To dissipate this awkward feeling, I have been fain to go among them once or twice since; to visit my old desk-fellows -- my co-brethren of the quill -- that I had left below in the state militant. Not all the kindness with which they received me could quite restore to me that pleasant familiarity, which I had heretofore enjoyed among them. We cracked some of our old jokes, but methought they went off but faintly.
My old desk; the peg there I hung my hat, were appropriated to another. I knew it must be, but I could not take it kindly. Dl take me, if I could not feel some remorse -- beast, if I had not, -- at quitting my old compeers, the faithful partners of my toils for six and thirty years, that smoothed for me with their jokes and conundrums the ruggedness of my professional road.
Had it been so rugged then after all? Well, it is too late to repent; and I also know, that these suggestions are a common fallacy of the mind on such occasions. But my heart smote me. I had violently broken the bands betwixt us. It was at least not courteous. I shall be some time before I get quite reconciled to the separation. Farewell, old cronies, yet not for long, for again and again I will come among ye, if I shall have your leave. Farewell Ch, dry, sarcastic, and friendly!
Do, mild, slow to move, and gentlemanly! Pl, officious to do, and to volunteer, good services! In thee remain, and not in the obscure collection of some wandering bookseller, my "works! My mantle I bequeath among ye. A fortnight has passed since the date of my first communication. At that period I was approaching to tranquillity, but had not reached it.
I boasted of a calm indeed, but it was comparative only. Something of the first flutter was left; an unsettling sense of novelty; the dazzle to weak eyes of unaccustomed light. I missed my old chains, forsooth, as if they had been some necessary part of my apparel. I was a poor Carthusian, from strict cellular discipline suddenly by some revolution returned upon the world.
I am now as if I had never been other than my own master. It is natural to me to go where I please, to do what I please. I digress into Soho, to explore a book-stall. Methinks I have been thirty years a collector. There is nothing strange nor new in it. I find myself before a fine picture in a morning. Was it ever otherwise? What is become of Fish-street Hill?
Where is Fenchurch-street? Stones of old Mincing-lane, which I have worn with my daily pilgrimage for six and thirty years, to the footsteps of what toil-worn clerk are your everlasting flints now vocal?
I indent the gayer flags of Pall Mall. It is Change time, and I am strangely among the Elgin marbles. It was no hyperbole when I ventured to compare the change in my condition to a passing into another world.
CHARLES LAMB SUPERANNUATED MAN PDF
For the first day or two I felt stunned, overwhelmed. I could only apprehend my felicity; I was too confused to taste it sincerely. I wandered about, thinking I was happy, and knowing that I was not. Lamb served as a clerk for long thirty-six years and then retired.

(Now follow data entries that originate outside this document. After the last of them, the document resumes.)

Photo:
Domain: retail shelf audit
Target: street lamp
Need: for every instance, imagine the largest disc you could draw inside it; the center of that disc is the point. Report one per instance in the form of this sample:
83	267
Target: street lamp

CHARLES LAMB THE SUPERANNUATED MAN PDF
He feared that he would be dismissed from service. A man can never have too much Time to himself, nor too little to do. But clerks of the India House held their posts for more than three and thirty years. Salt was hving in considerable comfort and dignity.

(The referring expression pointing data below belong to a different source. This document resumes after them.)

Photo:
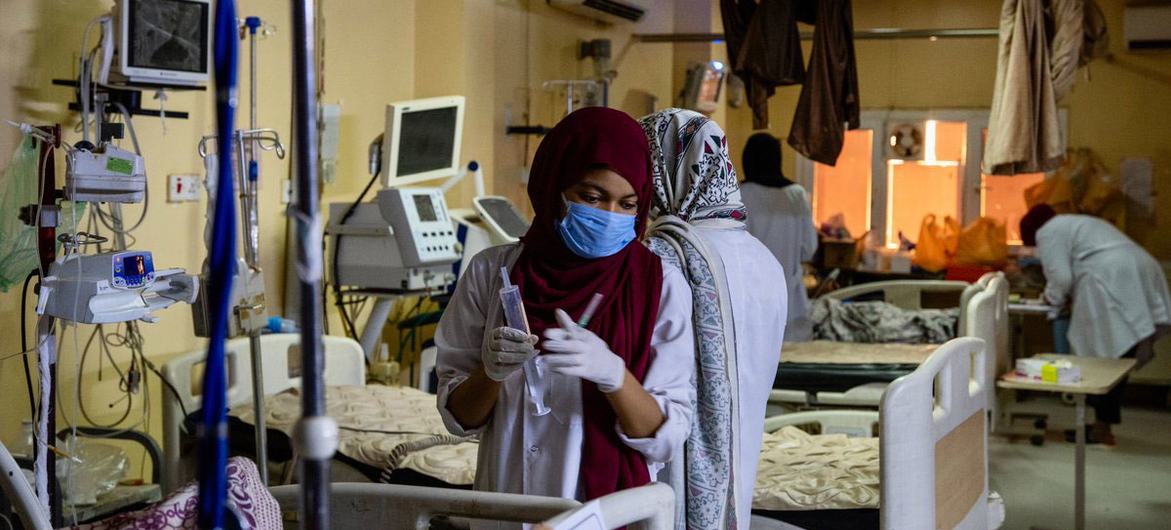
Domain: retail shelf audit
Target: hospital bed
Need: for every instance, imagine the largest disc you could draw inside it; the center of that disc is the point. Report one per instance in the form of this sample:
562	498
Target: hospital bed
928	467
387	433
854	374
405	507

A Critical Analysis of the Superannuated Man by Charles Lamb
For the first day or two I felt stunned, overwhelmed. I could only apprehend my felicity; I was too confused to taste it sincerely. I wandered about, thinking I was happy, and knowing that I was not. Lamb served as a clerk for long thirty-six years and then retired. He, however, had a respite from work on a Sunday every week. Charles Lamb But according to him Sundays were quite unsuitable for true relaxation and enjoyment. Sundays being the days of worship and religious meditation, offered little scope for enjoyment.